Whitten’s haunting imagery is often ghostly and otherworldly and that feeling permeates each track on this album. Whether it’s the post-rock tinged classical musings of “Beyond the Frame” or the emotive and sombre string arrangement of “The Empty Mirror” – each track carries a weight to it. “Beyond the Frame” has a stuck-in-time quality to it as the piano trickle on, the drums tick-tock like glass shards and the distant electric guitar rings out. In contrast “The Empty Mirror” has an overflowing of taut emotions that bubble up from whispered voices and plucked strings into a stream of outpouring chords. These two styles focus Gifts From Crows style and funnel a lot of the songs into two categories. Some tracks like “All That Is Concealed” use their electric percussion and string combo to evoke a colder ghostly presence. These largely contain more electronic elements to them. These play against more organic pieces like the devastatingly beautiful piano and marimba piece “Traces”. Here, instead of a hue of a mood, these tracks feel like emotions being played out in real-time.
Looking at Helen Whitten’s imagery, she uses a lot of slow shutter speed effects to create layers of movement and visual whispers in her work. This idea is something Gifts From Crows runs with fantastically. A running theme is the human voice or an echo distorted backdrop. “Traces” does this with vocals channelled like a bubbling choral song being played in another room. “Now Winter Has Come” pairs field recordings with piano to create vast space. “The Unimaginable Brightness of Summer” uses vocal snippets to open up a gorgeously warm piano and string arrangement in one of the few moments of gracious levity. String arrangements are often kept elegant and restrained but the two final studio-recorded tracks go all out with hustle and bustle. Both “The Day Before Tomorrow” and, in particular, “Childhood (Dance of Unknowing)” have visceral energy to them. The latter playfully skips around with confidence and curiosity that just works. Gifts From Crows never lets go of that aforementioned weight though. The music is bountiful and bounding but the motifs and production have an oppressive smear to them. It’s difficult to describe but there is a gothic taint in every bar. “The Mesmerist” is a delicately balanced piano and sting duet that best explains how I feel. The chord progression and swaying rhythmic playing feel gothic and macabre but the piano is recorded so intimately you can hear its insides gently thumping. The strings are effortlessly supporting and enrobing the piano in a way that feels like a tight hug that’s born from emotional upheaval.
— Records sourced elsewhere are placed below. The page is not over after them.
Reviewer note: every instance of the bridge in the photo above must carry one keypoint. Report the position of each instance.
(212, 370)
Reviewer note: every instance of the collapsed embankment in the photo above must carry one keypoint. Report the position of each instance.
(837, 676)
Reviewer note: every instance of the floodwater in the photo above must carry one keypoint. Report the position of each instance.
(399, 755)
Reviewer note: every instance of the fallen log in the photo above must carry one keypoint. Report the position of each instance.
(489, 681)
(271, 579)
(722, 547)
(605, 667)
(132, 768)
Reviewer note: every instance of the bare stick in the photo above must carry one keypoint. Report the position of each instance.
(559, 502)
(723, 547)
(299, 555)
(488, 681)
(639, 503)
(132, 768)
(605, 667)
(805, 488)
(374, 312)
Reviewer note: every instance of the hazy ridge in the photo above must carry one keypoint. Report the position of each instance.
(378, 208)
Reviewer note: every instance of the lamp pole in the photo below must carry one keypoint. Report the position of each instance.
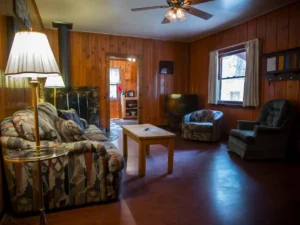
(34, 90)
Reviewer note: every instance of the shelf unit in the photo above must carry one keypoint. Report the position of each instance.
(127, 111)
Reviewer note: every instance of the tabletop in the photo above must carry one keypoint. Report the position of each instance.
(153, 131)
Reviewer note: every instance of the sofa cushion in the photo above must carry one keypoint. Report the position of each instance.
(70, 114)
(245, 135)
(198, 126)
(24, 124)
(70, 131)
(202, 116)
(274, 113)
(95, 134)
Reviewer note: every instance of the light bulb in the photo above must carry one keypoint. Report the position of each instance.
(171, 15)
(180, 14)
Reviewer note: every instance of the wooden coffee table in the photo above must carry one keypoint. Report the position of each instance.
(154, 135)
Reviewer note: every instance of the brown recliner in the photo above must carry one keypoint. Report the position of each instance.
(266, 138)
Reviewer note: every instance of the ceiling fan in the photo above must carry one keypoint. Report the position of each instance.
(178, 10)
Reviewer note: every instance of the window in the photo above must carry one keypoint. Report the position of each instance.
(114, 78)
(232, 69)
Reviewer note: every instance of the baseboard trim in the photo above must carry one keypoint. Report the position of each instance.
(3, 217)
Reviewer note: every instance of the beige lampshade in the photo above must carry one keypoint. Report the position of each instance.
(31, 56)
(54, 82)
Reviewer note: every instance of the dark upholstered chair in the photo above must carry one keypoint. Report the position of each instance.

I love the way it is recorded.
In addition to the studio-recorded tracks, some pieces have alternative “recital” versions. These are piano solo versions of “The Empty Mirror” and “A Resolution”. Hearing both tracks in string and piano editions is a lovely touch and both versions are excellently put together.
Whilst I’d absolutely recommend “Stories in Slow Light” as a neoclassical album that punches well above its weight, I’d also recommend it as a concept album too. If you can, have the images that inspired each track to hand when you play the album as you can hear the slow shutter speed camera blur come through the speakers. This is exactly how I’d imagine ghostly show shutter speed photography to sound like sonically. This is Gifts From Crows best work to date and any neoclassical fan should give this one a whirl. Lights down low first though…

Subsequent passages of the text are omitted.